Downstream Water Pollution Research
(Project Leaders: Gary Lynne, Natalia Czap, Hans Czap, and Mark Burbach)
Background/Justification. Agrichemicals in streams and groundwater are a continuing human health concern. Despite major efforts at the local, state, and federal levels, the concentration of agrichemicals has remained the same or increased in many streams and aquifers across the nation since the early 1990s [Dubrovsky, et al. 2010]. Historically, the operant policy and programming (including educational programming) to influence the levels of pollutants have focused on various kinds of cost reducing and financial incentives. Attention has recently turned to more direct regulation. This strategy to use detailed, intrusive, individualized farm level plans as recently proposed by the USDA/EPA is problematic. However, Minnesota just announced a field experiment to study the effect.
This continuing policy failure is due to not adequately recognizing the complex motivational structure and heterogeneity of famers, pointing to the inherent problems in presuming a representative producer in policy design. This has been confirmed in studies conducted by members of CAFIO-PRG going back to the late-1980s, including two recent USDA-funded research efforts. The first study, Consortium for Agricultural Soil Mitigation of Greenhouse Gases, focused on conservation technologies and practices leading to on-farm carbon sequestration and participation in carbon offset markets. The second study, Targeting Watershed Vulnerability and Behaviors Leading to Adoption of Conservation Management Practices, focused on technologies and practices potentially leading to enhanced water quality downstream. Both of these behavioral and experimental economic-based studies [Ovchinnikova (now Czap) et al., 2009; Sautter et al., 2011; Sheeder and Lynne, 2011; Czap et al., in review a, b], while confirming the more primal tendency to maximize profits and thus respond to financial incentives, also found that this tendency is often tempered and conditioned by other forces within the farmer. This includes findings of considerable heterogeneity among farmers on a number of fronts [Chouinard et al., 2008 and Bishop et al., 2010; Sheeder and Lynne, 2011]. In particular, the latest finding shows the importance of the projection of the individual self into the situation of others affected by on-farm practices. This has not been considered previously in policy design or in models that predict farmer response to policy, although it is quite possibly playing a substantive role [Ovchinnikova (now Czap) et al., 2009; Sheeder and Lynne, 2011; Czap et al., in review a, b]. It could prove especially critical in designing a new, more cost-efficient conservation policy.
Objectives. Project leaders will experimentally investigate the downstream water pollution problem (DWPP) pertaining to the specific case of the Blue River watershed encompassing both Nebraska and Kansas. The project team will use a Coasian-style approach with different property rights allocation regimes and investigate additional aspects of economic behavior of involved parties (recognizing heterogeneity in the effects of communication, non-monetary incentives, and projection into the situation of others).
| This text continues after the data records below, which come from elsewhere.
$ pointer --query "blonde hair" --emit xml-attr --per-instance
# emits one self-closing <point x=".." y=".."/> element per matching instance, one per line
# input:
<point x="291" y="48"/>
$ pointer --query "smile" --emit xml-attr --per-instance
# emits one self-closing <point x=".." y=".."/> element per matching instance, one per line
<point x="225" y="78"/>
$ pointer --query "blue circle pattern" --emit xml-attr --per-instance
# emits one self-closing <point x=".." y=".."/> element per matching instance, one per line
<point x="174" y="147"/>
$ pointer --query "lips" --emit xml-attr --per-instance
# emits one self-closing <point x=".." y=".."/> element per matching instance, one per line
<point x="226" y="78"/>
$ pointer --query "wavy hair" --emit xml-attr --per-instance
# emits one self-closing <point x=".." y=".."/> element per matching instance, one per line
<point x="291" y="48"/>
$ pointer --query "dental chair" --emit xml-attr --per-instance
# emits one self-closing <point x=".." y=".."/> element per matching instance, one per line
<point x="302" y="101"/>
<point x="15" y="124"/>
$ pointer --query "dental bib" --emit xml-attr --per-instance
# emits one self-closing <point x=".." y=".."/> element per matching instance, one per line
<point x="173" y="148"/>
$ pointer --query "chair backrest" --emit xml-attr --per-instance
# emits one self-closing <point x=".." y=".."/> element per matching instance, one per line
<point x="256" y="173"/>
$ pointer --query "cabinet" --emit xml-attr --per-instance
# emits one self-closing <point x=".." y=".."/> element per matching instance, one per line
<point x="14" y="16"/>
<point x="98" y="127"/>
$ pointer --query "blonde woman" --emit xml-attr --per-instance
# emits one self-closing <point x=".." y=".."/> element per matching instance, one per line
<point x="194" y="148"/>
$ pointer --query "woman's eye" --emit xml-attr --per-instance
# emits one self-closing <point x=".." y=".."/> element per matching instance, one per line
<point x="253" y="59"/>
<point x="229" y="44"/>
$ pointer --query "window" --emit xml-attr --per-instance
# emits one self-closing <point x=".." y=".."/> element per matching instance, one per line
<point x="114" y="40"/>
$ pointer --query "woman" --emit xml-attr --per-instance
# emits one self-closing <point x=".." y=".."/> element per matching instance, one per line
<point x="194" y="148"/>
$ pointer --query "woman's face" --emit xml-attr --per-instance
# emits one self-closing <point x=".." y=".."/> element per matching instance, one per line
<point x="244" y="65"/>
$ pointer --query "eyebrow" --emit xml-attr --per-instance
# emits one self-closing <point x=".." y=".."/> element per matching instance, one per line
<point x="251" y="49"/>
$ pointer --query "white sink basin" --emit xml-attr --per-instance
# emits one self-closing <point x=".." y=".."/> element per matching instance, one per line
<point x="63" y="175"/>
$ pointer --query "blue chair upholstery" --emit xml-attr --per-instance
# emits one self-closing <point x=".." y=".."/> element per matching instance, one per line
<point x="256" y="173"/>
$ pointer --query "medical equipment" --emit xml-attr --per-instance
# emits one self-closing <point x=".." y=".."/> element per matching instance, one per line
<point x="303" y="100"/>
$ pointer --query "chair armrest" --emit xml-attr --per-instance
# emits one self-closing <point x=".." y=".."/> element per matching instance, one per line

The results will re-assess the application of the Coase Theorem, based as it is in voluntary participation, in this case by farmers and the downstream users affected by deteriorating water quality. The outcomes will include policy recommendations for designing efficient and less costly downstream water quality control and suggestions for modifications needed in economic models used at policy research centers that work to predict policy response.
Objective 1: Assess the Coase Theorem as a solution to the Downstream Water Pollution Problem (DWPP). The Coase Theorem provides the prediction that once property rights are assigned, or otherwise designated, individuals will voluntarily participate in markets, or market-like processes, resulting in optimal and efficient outcomes to negative externality and common pool resource problems at a low cost. Intriguingly, the predictions of the Coase Theorem are unlikely to hold due to the complex and heterogeneous motivational structure of real farmers. Once the complexity and heterogeneity of farmer choice is included, this study will provide a critical, experimentally based assessment of Coase Theorem violations.
Objective 2: Develop and test alternative theories and models regarding solutions to the DWPP. Based on previous experimental results and expected findings in Objective 1, theoretical extensions and alternatives to existing rationality-based modeling strategies in the majority of existing policy research centers will be developed and tested. Mounting evidence suggests that the more primal behavior of economic agents reflected in rational, self-interest-based profit maximization is part of the motivational structure, but by no means describes the entirety of real farmer-based choices. The experiments herein provide another rigorous experimental test in the context of the DWPP and builds on our earlier experimental work represented in Ovchinnikova et al. (2009) and Czap et al. (in review a, b).
Objective 3: Develop substantive policy recommendations for more efficient downstream water quality control. Non-pecuniary and less intrusive (i.e., individual farm level plans and requirements) approaches to externality and common pool resource problems offer the advantage of being both highly effective and less costly. Building on earlier experiments, the proposed effort will provide further insight into how local, state, and federal agencies and entities (including university extension educators) can utilize such non-monetary schemes/mechanisms/approaches in the context of the DWPP to improve on purely market-based and/or purely regulatory outcomes.